>I would suggest that you work with someone to help you distill your thoughts into something that won't confuse those who will be hearing your story during the appeal.

Alas I don't have anybody. That's what I had to do everything myself and without experience...
You are not out in the cold here. If you will please allow me to interject my opinion, you are well spoken and quite capable of the level of expertise that is expected of a claimant. And in all the years that I did work with unemployment I very rarely saw anyone whose situation was improved by the intervention of an attorney. I have always said, attorneys are smart people and they can look at the unemployment laws. But very few of them have any more expertise in those laws and the whole agency procedures than a layman. Because frankly, it doesn't pay much at all, and what pittance of money the attorney would get from a case isn't worth becoming an expert.

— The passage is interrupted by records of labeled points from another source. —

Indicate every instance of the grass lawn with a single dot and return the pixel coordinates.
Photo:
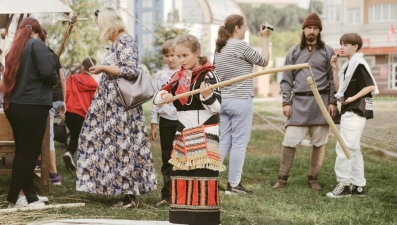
(295, 204)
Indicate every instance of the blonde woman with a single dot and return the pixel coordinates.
(113, 155)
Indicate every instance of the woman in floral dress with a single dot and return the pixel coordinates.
(114, 154)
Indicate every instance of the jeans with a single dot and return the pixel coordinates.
(235, 125)
(28, 124)
(56, 106)
(74, 122)
(167, 134)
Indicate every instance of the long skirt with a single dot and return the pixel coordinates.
(195, 197)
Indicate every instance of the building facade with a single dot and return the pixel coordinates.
(375, 21)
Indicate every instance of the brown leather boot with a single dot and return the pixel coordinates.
(312, 182)
(281, 182)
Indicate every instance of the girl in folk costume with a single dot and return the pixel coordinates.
(195, 157)
(355, 86)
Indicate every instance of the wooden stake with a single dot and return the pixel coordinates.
(244, 77)
(34, 208)
(328, 117)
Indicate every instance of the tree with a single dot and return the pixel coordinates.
(84, 38)
(154, 61)
(283, 19)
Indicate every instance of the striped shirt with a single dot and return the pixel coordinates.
(236, 59)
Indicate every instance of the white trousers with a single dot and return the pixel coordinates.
(350, 171)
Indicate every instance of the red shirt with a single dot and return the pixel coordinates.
(80, 89)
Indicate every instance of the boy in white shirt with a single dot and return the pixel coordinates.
(355, 86)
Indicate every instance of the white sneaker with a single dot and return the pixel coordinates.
(23, 202)
(37, 203)
(42, 198)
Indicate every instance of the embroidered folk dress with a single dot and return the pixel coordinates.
(195, 158)
(114, 154)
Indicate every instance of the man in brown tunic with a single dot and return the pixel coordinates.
(299, 104)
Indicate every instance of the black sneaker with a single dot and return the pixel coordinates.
(220, 187)
(340, 191)
(238, 189)
(129, 201)
(68, 159)
(358, 190)
(162, 203)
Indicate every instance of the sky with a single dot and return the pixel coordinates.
(303, 3)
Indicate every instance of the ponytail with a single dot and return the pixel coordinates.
(226, 31)
(203, 60)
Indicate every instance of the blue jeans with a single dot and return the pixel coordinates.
(56, 106)
(235, 125)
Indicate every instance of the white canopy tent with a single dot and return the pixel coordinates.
(8, 8)
(33, 6)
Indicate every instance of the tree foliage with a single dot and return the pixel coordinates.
(84, 39)
(283, 19)
(154, 61)
(287, 23)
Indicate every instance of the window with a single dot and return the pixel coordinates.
(147, 41)
(191, 12)
(333, 14)
(332, 10)
(147, 19)
(147, 4)
(383, 13)
(354, 16)
(392, 72)
(370, 60)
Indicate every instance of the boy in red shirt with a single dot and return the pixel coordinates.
(80, 89)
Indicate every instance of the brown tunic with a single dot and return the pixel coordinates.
(305, 110)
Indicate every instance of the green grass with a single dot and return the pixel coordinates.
(295, 204)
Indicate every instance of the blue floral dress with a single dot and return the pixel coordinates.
(114, 154)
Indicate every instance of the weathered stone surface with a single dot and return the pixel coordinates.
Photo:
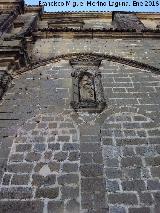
(16, 193)
(55, 206)
(20, 179)
(21, 206)
(47, 192)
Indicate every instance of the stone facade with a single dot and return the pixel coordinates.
(55, 159)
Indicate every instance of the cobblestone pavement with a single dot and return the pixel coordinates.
(54, 160)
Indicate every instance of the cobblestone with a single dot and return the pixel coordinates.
(63, 161)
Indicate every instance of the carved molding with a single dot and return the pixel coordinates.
(87, 90)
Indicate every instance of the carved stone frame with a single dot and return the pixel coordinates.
(79, 69)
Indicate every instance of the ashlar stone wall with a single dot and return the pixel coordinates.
(54, 159)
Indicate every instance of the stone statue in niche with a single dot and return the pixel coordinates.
(86, 88)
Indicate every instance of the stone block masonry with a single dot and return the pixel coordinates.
(54, 160)
(43, 164)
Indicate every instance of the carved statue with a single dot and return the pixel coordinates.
(87, 92)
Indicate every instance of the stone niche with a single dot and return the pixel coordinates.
(87, 90)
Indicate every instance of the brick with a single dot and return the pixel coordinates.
(37, 139)
(68, 179)
(63, 138)
(131, 125)
(20, 167)
(66, 125)
(38, 180)
(156, 209)
(99, 201)
(60, 156)
(131, 141)
(69, 192)
(55, 206)
(154, 140)
(89, 147)
(32, 156)
(45, 192)
(130, 133)
(40, 147)
(146, 198)
(139, 210)
(54, 166)
(52, 125)
(48, 155)
(70, 167)
(70, 147)
(91, 170)
(131, 161)
(23, 147)
(132, 173)
(51, 139)
(153, 185)
(115, 209)
(145, 151)
(16, 157)
(97, 158)
(92, 184)
(107, 141)
(90, 139)
(111, 162)
(6, 179)
(21, 206)
(54, 146)
(128, 151)
(153, 161)
(111, 152)
(112, 186)
(157, 197)
(123, 198)
(86, 158)
(16, 193)
(113, 173)
(87, 200)
(155, 171)
(20, 179)
(72, 206)
(133, 185)
(74, 156)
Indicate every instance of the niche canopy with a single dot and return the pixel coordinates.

The claimant is expected to be inexperienced. Just listen to what they ask you and answer as honestly as you can. Just the facts, no personal extras. They have certain things they are looking for, and their questions will go in this direction. If you try to throw in things that are NOT helpful, they'll tell you, they won't let you ramble. There's no liklihood you'll "say the wrong thing" and hang yourself unless you're really dumb! As I said, you did not set out to commit fraud.

During the pandemic I have encountered many people who were having problems with their claim. The one I mentioned earlier, who had sent in very confusing proofs and inadequate evidence of self employment comes to mind. When she allowed me to look at her claim, I opened the screen and found 35 unopened emails from the agency requesting more information, explaining what they needed, and finally, since she never provided the requested information, declaring her ineligibile and overpaid. At which point, the drama began! At her hearing she described her situation in detail to a pleasant young man about her grandchildren's age, and was eventually approved and backpaid.

They are not in business to hang you. As I said, your situation IS NOT unusual or particularly skeevy. They see all sorts of things, thousands of situations, you have no idea of the volume we are talking about. I will guess that a whole lot of people have filed and received claims for self-employment affected by the pandemic and now are having trouble verifying it.

And I also encountered another person who was so anxious that they kept calling and kept calling the agency, as well as trying to hire attorneys and talking to all sorts of people on line after being told they had been found ineligible and been overpaid by xxxx dollars. Of course, each time, they talked to someone different after waiting for hours and heard something slightly different. The regular claims workers are not involved with adjudication and are not very helpful about information about overpayment collection.

And this was in California, by the way. After one of the calls, she received another call, though she had not yet had her hearing, telling her that she was going to have to pay back this certain amount, and she could begin by sending in a cash payment to this certain post office box. Thankfully, she recognized the voice as the worker she had tried to ask questions to the week before. She reported this to the agency with my encouragement. Her overpayment was resolved in her favor, after all this anxiety and over-reaction.

The agency has certain definite procedures they follow. As I have said, if you ultimately end up with an overpayment, it will be a long time from now after at least two appeals. At this point, in CA, you will be able to request a waiver based on your income. There will not likely be any penalties involved. These issues must be adjudicated.

And if you are required to set up a repayment plan it will be very lenient and flexible. California is considered a very "employee friendly state." This will not change simply because of the pandemic. They are used to dealing with people who are, duh, unemployed, and some of those people do not have the means to rapidly and completely repay the money, even if they've committed blatant fraud.

It is pretty easy when you are conducting a hearing to tell who may have acted from a desire to cheat the system and who is genuinely confused or mixed up about what they were supposed to have done or what it takes to qualify. One of the bell ringers is those who lawyer up and refuse to cooperate with the appeals process. While this is the thing you would want to do if accused of a crime, I repeat, this is an agency. They are not the criminal justice system and would not treat you as such.

Let us know when you have a hearing scheduled and we will try to advise you more. Meantime, pay your taxes, do not worry about having to come up with a lump sum to repay this unemployment money anytime soon at all.